Even now, the European recipients of Hopper’s work frequently see it as supporting stereotypical images of the American lifestyle, particularly the scenes of weather boarded, white-washed New England houses and the landscape of Cape Cod, Massachusetts, where Hopper regularly holidayed with his family. However, the recurring tropes of an all-star United States, the realistic clean lines and light-rich paintings have been increasingly registered as mere surface value, behind which Hopper invites us to consider the fault marks in the seemingly perfect calm of quintessential coffee shop suburbia. Hopper’s images invariably create a cinematic focus, with a telescopic pressure on the objects on display. For this is the sense of much of his work – the sense that it is ‘on show’ – opening itself up to critique, facilitated by disallowing any familiarization with the scenes under inspection.
This oxymoronic tension is characteristic of Hopper. The lost privacy of the half-uncovered female in ‘Summer Interior’ (1909) appearing to be on the edge of a shaft of light from the blinds drawn down, but part open… The excessive gilded topography of ‘Silbers Pharmacy’ and the ostentatious window displays of ‘Drug Store’ (1927) highlight the striking lack of custom, while the houses perched on the crest of ‘New York, New Haven and Hartford’ (1931) are importantly beyond a railway track, set back behind another manmade transportation, that at once brings closer and provokes distance. Travel is endemic in Hooper’s work, in terms of the passage of daylight, the movement of wind and waves, as well as pragmatics of American civilization and leisure: architecture, sailing boats, gas stations, railroads and lighthouses. Frequently at play are struggles between tradition and progress, rural and urban, man and woman, presence and absence.

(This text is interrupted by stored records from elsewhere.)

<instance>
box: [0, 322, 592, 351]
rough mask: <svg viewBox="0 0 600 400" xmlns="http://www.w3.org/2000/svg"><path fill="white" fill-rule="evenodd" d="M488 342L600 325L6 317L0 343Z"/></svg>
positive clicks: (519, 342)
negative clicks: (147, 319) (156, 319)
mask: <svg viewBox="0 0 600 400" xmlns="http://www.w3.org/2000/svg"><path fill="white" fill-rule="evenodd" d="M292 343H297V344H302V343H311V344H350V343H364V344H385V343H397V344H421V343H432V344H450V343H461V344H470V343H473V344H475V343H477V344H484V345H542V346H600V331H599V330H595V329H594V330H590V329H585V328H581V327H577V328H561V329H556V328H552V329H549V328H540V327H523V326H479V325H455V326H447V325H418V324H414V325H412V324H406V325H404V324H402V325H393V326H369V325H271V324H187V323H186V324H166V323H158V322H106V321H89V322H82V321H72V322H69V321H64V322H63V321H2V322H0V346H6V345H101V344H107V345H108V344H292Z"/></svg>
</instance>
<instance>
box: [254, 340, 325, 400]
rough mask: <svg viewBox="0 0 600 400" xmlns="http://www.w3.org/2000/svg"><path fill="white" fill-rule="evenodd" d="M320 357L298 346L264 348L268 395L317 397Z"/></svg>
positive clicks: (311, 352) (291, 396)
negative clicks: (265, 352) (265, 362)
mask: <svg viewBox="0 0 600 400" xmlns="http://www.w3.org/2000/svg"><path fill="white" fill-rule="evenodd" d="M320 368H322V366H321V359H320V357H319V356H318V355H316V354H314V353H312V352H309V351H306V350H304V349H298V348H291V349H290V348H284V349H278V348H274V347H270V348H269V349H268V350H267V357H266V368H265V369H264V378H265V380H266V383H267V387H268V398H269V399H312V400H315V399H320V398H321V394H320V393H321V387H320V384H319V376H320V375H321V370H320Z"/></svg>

Nature and man also constantly convene on Hopper’s canvas in apparently harmonious compositions. However, it is the twinge of doubt as to this claim that I feel Hopper invites us to pursue through considerations of the potential emptiness of being the sole occupants of a painting, other than a cup of coffee of ‘The Automat’ (1927), or worse, the expressionless, faceless companion of ‘Chop Suey’ (1929). It is for this reason that Dallas’ A Painter’s Process was such an intriguing account of the artist. Rather than accepting the finished products at face value, they looked to the origins, the primitive sketches, and the slosh of watercolors, ultimately making viewers question the finality of any of Hopper’s work. Instead, his paintings invite a continuum of thought, provoking in their 2D preservation the possibility of a living legacy of his work – and of his social observations and political vision – across America, and indeed the Western world, today. Perhaps we will never really know what Hopper had to say, apart from by looking at every stage of his work. After all, he himself advised: ‘the whole answer is there on the canvas’.